Launch IE (FireFox works, but IE is easier), open AWS, log into my account, and go to the EC2 page. Click "Launch Instance" and select "Ubuntu Server 14.04 LTS (HVM), SSD." This machine will run on demand, not 24/7, so I can afford to go large with the CPU and memory: C3.2XLarge "Compute Optimized" 8 CPU, 15GB RAM, 2x80GB SSD. This configuration costs (as of Dec 22 2015) $0.478/hour. This new machine will be named "vekolako". I am reusing Tuliny's key pair for access.

Mistake icon

FORESHADOWING...

With a better understanding of the options, if I were to recreate vekolako I would choose the EBS-only storage option. The SSD drives that are included in the instance specification are considered "ephemeral storage" that are recycled into the vast storage pool when the instance is stopped -- any data on them is lost.

There is no point to having more than 8 CPUs, bitbake is capped at 8 parallel tasks.

8GB of RAM is plenty, 16GB is overkill.

Choose the high performance network option, the downloads are so fast they are done in an eye blink.

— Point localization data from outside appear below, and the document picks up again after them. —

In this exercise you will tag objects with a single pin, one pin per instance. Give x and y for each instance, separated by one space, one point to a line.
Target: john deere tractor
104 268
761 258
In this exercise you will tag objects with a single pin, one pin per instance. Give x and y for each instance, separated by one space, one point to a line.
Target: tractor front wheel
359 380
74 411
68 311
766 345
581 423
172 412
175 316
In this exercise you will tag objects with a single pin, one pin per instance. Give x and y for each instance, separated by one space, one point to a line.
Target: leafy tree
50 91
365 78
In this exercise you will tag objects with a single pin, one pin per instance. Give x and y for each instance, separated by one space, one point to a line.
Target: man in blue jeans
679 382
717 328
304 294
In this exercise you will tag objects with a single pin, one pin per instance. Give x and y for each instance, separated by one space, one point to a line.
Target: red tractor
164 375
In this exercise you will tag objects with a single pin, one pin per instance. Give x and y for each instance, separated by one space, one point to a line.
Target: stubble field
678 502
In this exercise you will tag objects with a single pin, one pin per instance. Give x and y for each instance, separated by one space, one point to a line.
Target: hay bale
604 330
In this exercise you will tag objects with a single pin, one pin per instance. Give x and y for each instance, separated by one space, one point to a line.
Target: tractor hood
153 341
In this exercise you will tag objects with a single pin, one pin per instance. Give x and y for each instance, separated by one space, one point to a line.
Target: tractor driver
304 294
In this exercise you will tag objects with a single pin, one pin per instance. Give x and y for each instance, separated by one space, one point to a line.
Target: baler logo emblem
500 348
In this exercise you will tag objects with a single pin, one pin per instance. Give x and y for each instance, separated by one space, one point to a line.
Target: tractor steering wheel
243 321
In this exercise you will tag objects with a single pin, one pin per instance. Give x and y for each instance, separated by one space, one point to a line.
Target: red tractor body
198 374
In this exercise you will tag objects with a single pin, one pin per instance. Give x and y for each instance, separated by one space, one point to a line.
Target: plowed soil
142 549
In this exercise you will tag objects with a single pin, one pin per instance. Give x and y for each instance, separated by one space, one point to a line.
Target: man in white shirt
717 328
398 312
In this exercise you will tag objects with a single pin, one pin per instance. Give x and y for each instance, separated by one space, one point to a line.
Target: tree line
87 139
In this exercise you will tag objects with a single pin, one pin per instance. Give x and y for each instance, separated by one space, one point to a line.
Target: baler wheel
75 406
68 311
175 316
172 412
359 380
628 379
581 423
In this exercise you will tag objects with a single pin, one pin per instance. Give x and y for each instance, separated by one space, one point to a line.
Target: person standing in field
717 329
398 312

The ideal machine would probably be the c4.xlarge (us-west-1c) with 4 CPU, 16 ECU?, and 7.5GB RAM for $0.276/hour.

I go to the EC2 dashboard and click "Launch Instance". On the "Step 1: Choose an AMI" page, I select "My AMIs" from the left, and "vekolako1" from the list of my AMIs. Click "Review" and set the security group to sg-1c4d6779 vekolako_sg. Click "Edit Instance Details" and change Subnet to 172.31.16.0/20 (us-west-1c), Enable termination protection, enable monitoring.

The first task after creating a new instance is to create a new user, keeping the default root user unchanged. There are many ways to render an account unusable, and I don't want this to happen to the only user on the system.

The new instance was launched at 8:42pm. I copied the Putty configuration from Tuliny, changed the IP address to 54.153.11.107, and was signed in at 8:45.

ubuntu@ip-172-31-2-231:~$ df Filesystem 1K-blocks Used Available Use% Mounted on /dev/xvda1 8115168 798484 6881408 11% / none 4 0 4 0% /sys/fs/cgroup udev 7695500 12 7695488 1% /dev tmpfs 1540092 336 1539756 1% /run none 5120 0 5120 0% /run/lock none 7700456 0 7700456 0% /run/shm none 102400 0 102400 0% /run/user /dev/xvdb 82427568 57220 78176608 1% /mnt
The rootfs volume is small, 8GB. There is a single 80GB volume already mounted under /mnt.